Einige von uns nehmen das Frühstücksangebot der Teutaten gerne an, supi Preise, nette Bedienung,  einfach nur schön und einfach gut. Der Vormittag dümpelt so seine Stunden ab. Offizielles Melden und Bänzel abholen. Und immer wieder knuddeln, so langsam lerne ich immer mehr Leute kennen  und  Leute erkennen auch mich „freu“. Dann erster Besuch im neuen BU-Zelt,  die Iduna lässt sich nicht lumpen und sponserte dieses. Die Zusammenarbeit trägt in beiden Richtungen Früchte. Hilton, Gaby, Biker-Bella, Tedy, Anne und Bine  aus Norderstedt, alle sind sie wieder dabei und redlich in ihrem Schaffen. Das Programm, es läuft an. Die erste Mucke ist von der großen Bühne aus zu hören. Das Wetter…..?? Ach reden wir nicht darüber,  es hat auch an diesem Tag wieder viele Seiten gehabt.

Man wandert zwischen Biker-Hügel und Campground, aber was ist das? Im Zelt der Fahrgemeinschaft der „Crocodiles“ aus Bayern hat man technische Probleme. Der Verstärker hat seinen Geist aufgegeben. Na, evtl. kann man ja helfen? Die Story des Lötkolbens vom letzten Jahr macht die Runde. Ich konnte das Jahr zuvor mal helfen, da ein Kabel sich gelöst hatte. Ich äußerte mich damals, frei nach dem Motto, na, dann lötet das Kabel einfach wieder an. Na klar, man hat ja auch einen Lötkolben zur Hand, war die Antwort. Klar hat man das und ich holte einen Gaslötkolben aus meinem Gepäck und verblüffte dann doch etwas. Auch jetzt habe ich mich nicht lange bitten lassen, hole mein Multimeter und Werkzeug ….und ja klar, den Lötkolben aus dem Gepäck. Auf ging es, der Verstärker wurde zerlegt. Na ja, so wirklich reparieren konnten wir diesen aber nicht. „Diesel“ hatte sich auch der Sache angenommen  und gab sein Bestes.

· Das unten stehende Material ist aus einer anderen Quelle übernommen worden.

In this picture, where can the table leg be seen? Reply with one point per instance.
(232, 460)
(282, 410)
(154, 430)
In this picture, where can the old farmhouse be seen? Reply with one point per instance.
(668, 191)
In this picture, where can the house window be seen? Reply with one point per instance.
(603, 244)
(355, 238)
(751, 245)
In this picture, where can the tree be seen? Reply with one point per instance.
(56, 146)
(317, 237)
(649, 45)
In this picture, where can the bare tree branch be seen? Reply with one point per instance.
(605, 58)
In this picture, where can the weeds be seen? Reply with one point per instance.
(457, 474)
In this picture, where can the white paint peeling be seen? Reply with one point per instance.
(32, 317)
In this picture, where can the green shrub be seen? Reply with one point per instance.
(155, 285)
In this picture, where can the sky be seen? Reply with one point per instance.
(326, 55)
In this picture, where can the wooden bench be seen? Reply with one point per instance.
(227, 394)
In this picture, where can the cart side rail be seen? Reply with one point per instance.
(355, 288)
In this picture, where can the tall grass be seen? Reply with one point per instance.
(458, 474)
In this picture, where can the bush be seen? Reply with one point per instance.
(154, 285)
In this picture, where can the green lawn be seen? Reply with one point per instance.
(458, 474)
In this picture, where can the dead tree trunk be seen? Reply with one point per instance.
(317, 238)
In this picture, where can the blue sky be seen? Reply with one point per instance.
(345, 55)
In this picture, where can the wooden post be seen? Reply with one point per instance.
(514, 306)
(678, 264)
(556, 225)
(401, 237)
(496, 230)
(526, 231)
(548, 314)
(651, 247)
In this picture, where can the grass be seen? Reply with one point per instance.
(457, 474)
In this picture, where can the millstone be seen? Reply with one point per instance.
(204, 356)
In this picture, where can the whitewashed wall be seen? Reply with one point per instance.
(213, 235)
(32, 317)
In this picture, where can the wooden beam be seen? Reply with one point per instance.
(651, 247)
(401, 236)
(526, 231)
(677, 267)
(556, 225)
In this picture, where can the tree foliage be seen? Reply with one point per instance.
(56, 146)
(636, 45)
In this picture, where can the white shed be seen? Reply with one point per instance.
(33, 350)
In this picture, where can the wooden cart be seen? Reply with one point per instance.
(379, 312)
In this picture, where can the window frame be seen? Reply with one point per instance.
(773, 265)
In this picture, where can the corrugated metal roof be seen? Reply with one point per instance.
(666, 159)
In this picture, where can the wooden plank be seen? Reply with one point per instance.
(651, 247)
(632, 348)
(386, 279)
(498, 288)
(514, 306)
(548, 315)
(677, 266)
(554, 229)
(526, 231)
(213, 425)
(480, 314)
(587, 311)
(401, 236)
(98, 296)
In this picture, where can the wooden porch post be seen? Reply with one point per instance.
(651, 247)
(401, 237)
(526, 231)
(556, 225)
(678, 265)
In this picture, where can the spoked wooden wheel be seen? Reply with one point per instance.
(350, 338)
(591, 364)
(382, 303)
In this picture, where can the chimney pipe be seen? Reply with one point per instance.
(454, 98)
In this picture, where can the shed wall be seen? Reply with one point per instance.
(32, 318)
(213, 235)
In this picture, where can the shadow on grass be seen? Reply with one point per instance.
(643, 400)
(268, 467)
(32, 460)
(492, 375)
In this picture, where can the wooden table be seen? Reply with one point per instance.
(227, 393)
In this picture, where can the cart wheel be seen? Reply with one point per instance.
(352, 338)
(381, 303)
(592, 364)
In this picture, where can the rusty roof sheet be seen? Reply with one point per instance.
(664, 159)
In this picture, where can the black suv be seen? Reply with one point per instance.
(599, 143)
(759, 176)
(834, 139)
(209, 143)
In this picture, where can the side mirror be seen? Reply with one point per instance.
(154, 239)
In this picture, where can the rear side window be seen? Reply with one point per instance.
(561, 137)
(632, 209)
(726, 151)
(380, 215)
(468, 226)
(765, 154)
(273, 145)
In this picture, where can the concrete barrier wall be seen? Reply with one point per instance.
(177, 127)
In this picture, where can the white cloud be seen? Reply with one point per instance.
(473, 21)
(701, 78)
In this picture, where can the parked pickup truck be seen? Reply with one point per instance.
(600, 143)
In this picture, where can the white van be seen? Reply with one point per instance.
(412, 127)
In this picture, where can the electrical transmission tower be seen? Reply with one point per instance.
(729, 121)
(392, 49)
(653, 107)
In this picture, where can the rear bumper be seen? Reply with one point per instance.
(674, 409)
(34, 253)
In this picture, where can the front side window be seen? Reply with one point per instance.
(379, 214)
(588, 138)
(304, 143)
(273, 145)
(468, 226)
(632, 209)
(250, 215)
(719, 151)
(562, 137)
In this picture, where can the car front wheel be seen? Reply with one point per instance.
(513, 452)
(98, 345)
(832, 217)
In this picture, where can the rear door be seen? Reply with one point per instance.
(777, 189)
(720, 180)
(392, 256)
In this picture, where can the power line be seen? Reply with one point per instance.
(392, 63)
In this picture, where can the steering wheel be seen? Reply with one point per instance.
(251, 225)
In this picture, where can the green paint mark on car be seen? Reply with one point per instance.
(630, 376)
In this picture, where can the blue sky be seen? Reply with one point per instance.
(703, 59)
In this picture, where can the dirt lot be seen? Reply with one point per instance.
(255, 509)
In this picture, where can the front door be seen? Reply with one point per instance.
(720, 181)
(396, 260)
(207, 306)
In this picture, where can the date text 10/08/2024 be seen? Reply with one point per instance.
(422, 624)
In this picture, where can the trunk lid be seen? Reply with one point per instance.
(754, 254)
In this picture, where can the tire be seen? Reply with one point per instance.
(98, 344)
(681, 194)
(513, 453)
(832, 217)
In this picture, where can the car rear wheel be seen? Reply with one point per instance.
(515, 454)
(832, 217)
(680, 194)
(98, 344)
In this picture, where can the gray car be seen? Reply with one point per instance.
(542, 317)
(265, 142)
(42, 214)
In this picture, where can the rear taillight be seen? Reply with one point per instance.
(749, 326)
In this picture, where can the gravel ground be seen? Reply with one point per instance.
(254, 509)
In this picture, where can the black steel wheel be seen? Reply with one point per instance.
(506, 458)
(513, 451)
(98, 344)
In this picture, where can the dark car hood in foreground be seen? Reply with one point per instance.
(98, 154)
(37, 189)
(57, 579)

Man hat wieder Leben in die Kiste bekommen, nur der Sound war nicht perfekt, irgendwo war doch noch ein Kurzer im Teil. Ein störendes Brummen war die Folge. Ach was, macht aus das Teil, es sollte uns nicht weiter wehtun. Wir nahmen etwas „Arbeitslohn“ zu uns, lecker der Saft. Ich holte meine Gitarre und ab ging die Party  im Zelt. Wir haben gesungen und Spaß gehabt, die Bude, sie war voll. Sorry liebe Crocodiles,  dass wir Euch Euer Zelt besetzten  und Teile von Euch stehen mussten.
Wo waren nur Thomas und Jockel aus Norderstedt? Sie wollten doch auch  noch kommen?? Keine Sorge sie kamen auch noch und so konnten wir unseren Thomas ein kleines feines Geburtstagslied bieten. Er hatte am heutigen Freitag Geburtstag.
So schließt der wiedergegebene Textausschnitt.